From 8e66b2a974452d93d0c3d88a3a7207a62d8a8060 Mon Sep 17 00:00:00 2001
From: Mykola Chaban <nchaban.kh@gmail.com>
Date: Wed, 2 Apr 2025 21:15:40 +0300
Subject: [PATCH] added additional verificaton if keywords already provided in
 query param do not run the generation process;

---
 lightrag/operate.py | 46 +++++++++++++++++++++++++++++++++++----------
 1 file changed, 36 insertions(+), 10 deletions(-)
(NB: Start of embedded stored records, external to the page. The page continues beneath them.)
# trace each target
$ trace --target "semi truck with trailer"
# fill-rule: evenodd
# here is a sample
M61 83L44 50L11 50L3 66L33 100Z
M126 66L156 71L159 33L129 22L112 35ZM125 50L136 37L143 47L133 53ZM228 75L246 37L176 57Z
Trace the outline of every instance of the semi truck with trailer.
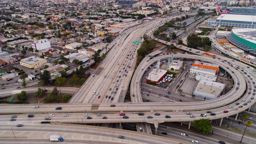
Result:
M64 139L61 136L58 135L51 135L50 136L50 140L53 142L55 141L59 141L60 142L63 141Z

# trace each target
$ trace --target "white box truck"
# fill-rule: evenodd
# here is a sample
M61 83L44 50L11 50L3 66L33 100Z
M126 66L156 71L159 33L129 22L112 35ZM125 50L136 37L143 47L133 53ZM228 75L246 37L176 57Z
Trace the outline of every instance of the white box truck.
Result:
M61 136L58 135L51 135L50 136L50 140L53 142L54 141L59 141L62 142L64 140L63 138Z

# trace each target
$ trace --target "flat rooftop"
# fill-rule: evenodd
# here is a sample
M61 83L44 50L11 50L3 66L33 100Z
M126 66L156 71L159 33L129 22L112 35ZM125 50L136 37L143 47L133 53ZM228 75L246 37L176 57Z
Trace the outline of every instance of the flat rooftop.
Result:
M220 22L221 22L221 20L255 22L256 22L256 16L222 14L216 19L220 20Z
M32 56L21 60L20 61L27 64L32 64L36 62L38 62L43 61L44 60L44 58L36 57L35 56Z
M148 74L148 80L157 82L166 72L167 72L167 70L154 68L151 72Z
M199 61L194 61L194 63L196 64L202 64L205 66L210 66L216 68L218 68L220 66L218 64L213 64L209 62L200 62Z
M225 86L226 84L201 80L195 90L198 92L213 95L216 98Z

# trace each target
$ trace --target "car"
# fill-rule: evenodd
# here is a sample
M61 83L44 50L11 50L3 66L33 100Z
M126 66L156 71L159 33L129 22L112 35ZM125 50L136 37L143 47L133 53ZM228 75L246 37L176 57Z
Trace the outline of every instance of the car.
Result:
M16 125L16 126L17 126L17 127L22 127L22 126L23 126L23 125L22 124L18 124Z
M167 135L167 133L165 132L162 132L162 134L163 134L163 135Z
M201 114L201 116L202 117L206 116L206 115L204 114Z
M124 139L124 138L125 138L125 137L124 136L122 136L122 135L118 136L117 137L119 138L122 138L122 139Z
M221 141L221 140L220 140L220 141L219 141L219 143L220 144L226 144L226 142L223 142L223 141Z
M142 112L140 112L140 113L138 114L138 115L139 116L144 116L144 113L142 113Z
M50 117L46 117L44 118L44 120L51 120L52 118Z
M120 116L125 116L125 113L121 113L119 114L119 115Z
M169 115L166 115L165 116L165 118L171 118L171 116L170 116Z
M62 107L57 107L55 108L56 110L61 110L62 109Z
M180 135L181 136L184 136L184 137L185 137L186 138L188 137L188 134L186 134L181 133L181 134L180 134Z
M194 143L194 144L199 144L198 142L196 140L192 140L192 143Z
M215 116L216 115L216 114L215 113L211 113L211 114L210 114L211 115L211 116Z

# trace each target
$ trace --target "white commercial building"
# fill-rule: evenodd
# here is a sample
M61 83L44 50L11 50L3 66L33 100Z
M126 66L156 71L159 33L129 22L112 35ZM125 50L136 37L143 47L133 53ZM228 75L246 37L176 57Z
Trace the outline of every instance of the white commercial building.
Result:
M226 84L201 80L198 82L193 94L197 97L210 100L219 97L226 86Z
M199 72L196 76L196 80L199 81L200 80L216 82L216 80L217 80L217 76L204 74L202 72Z
M179 70L182 66L182 62L183 62L182 61L174 60L172 63L170 63L170 70L173 68L175 71Z
M48 48L51 48L51 44L47 39L39 40L32 43L32 48L34 50L37 50L39 51Z

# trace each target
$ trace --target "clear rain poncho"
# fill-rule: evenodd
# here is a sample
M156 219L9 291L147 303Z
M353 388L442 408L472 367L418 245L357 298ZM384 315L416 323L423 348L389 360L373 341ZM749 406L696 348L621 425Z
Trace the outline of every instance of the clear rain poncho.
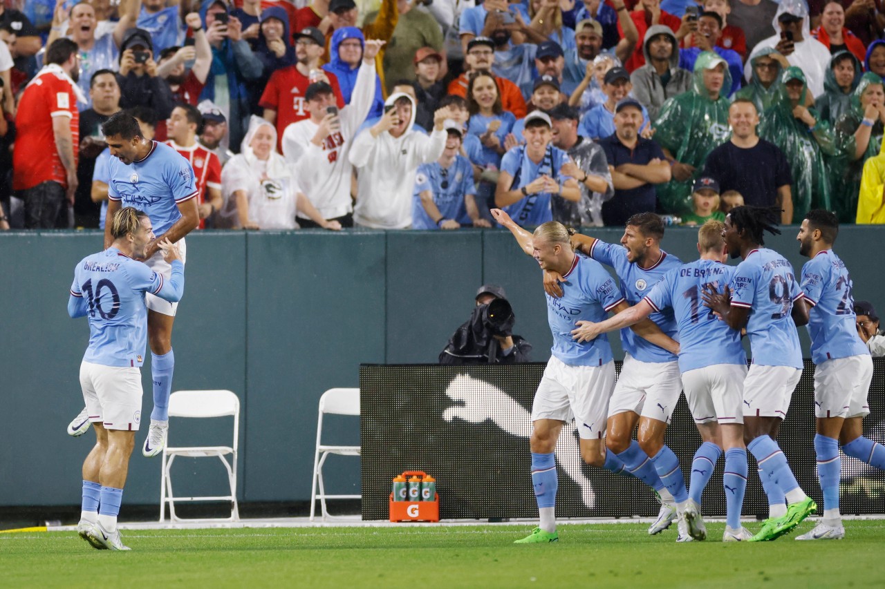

diff --git a/lightrag/operate.py b/lightrag/operate.py
index dcf833c2..c4a43ee9 100644
--- a/lightrag/operate.py
+++ b/lightrag/operate.py
@@ -719,8 +719,7 @@ async def kg_query(
     if cached_response is not None:
         return cached_response
 
-    # Extract keywords using extract_keywords_only function which already supports conversation history
-    hl_keywords, ll_keywords = await extract_keywords_only(
+    hl_keywords, ll_keywords = await get_keywords_from_query(
         query, query_param, global_config, hashing_kv
     )
 
@@ -816,6 +815,37 @@ async def kg_query(
     return response
 
 
+async def get_keywords_from_query(
+    query: str,
+    query_param: QueryParam,
+    global_config: dict[str, str],
+    hashing_kv: BaseKVStorage | None = None,
+) -> tuple[list[str], list[str]]:
+    """
+    Retrieves high-level and low-level keywords for RAG operations.
+    
+    This function checks if keywords are already provided in query parameters,
+    and if not, extracts them from the query text using LLM.
+    
+    Args:
+        query: The user's query text
+        query_param: Query parameters that may contain pre-defined keywords
+        global_config: Global configuration dictionary
+        hashing_kv: Optional key-value storage for caching results
+        
+    Returns:
+        A tuple containing (high_level_keywords, low_level_keywords)
+    """
+    if not query_param.hl_keywords.empty() and not query_param.ll_keywords.empty():
+        return query_param.hl_keywords, query_param.ll_keywords
+
+    # Extract keywords using extract_keywords_only function which already supports conversation history
+    hl_keywords, ll_keywords = await extract_keywords_only(
+        query, query_param, global_config, hashing_kv
+    )
+    return hl_keywords, ll_keywords
+
+
 async def extract_keywords_only(
     text: str,
     param: QueryParam,
@@ -956,8 +986,7 @@ async def mix_kg_vector_query(
     # 2. Execute knowledge graph and vector searches in parallel
     async def get_kg_context():
         try:
-            # Extract keywords using extract_keywords_only function which already supports conversation history
-            hl_keywords, ll_keywords = await extract_keywords_only(
+            hl_keywords, ll_keywords = await get_keywords_from_query(
                 query, query_param, global_config, hashing_kv
             )
 
@@ -2034,16 +2063,13 @@ async def query_with_keywords(
         Query response or async iterator
     """
     # Extract keywords
-    hl_keywords, ll_keywords = await extract_keywords_only(
-        text=query,
-        param=param,
+    hl_keywords, ll_keywords = await get_keywords_from_query(
+        query=query,
+        query_param=param,
         global_config=global_config,
         hashing_kv=hashing_kv,
     )
 
-    param.hl_keywords = hl_keywords
-    param.ll_keywords = ll_keywords
-
     # Create a new string with the prompt and the keywords
     ll_keywords_str = ", ".join(ll_keywords)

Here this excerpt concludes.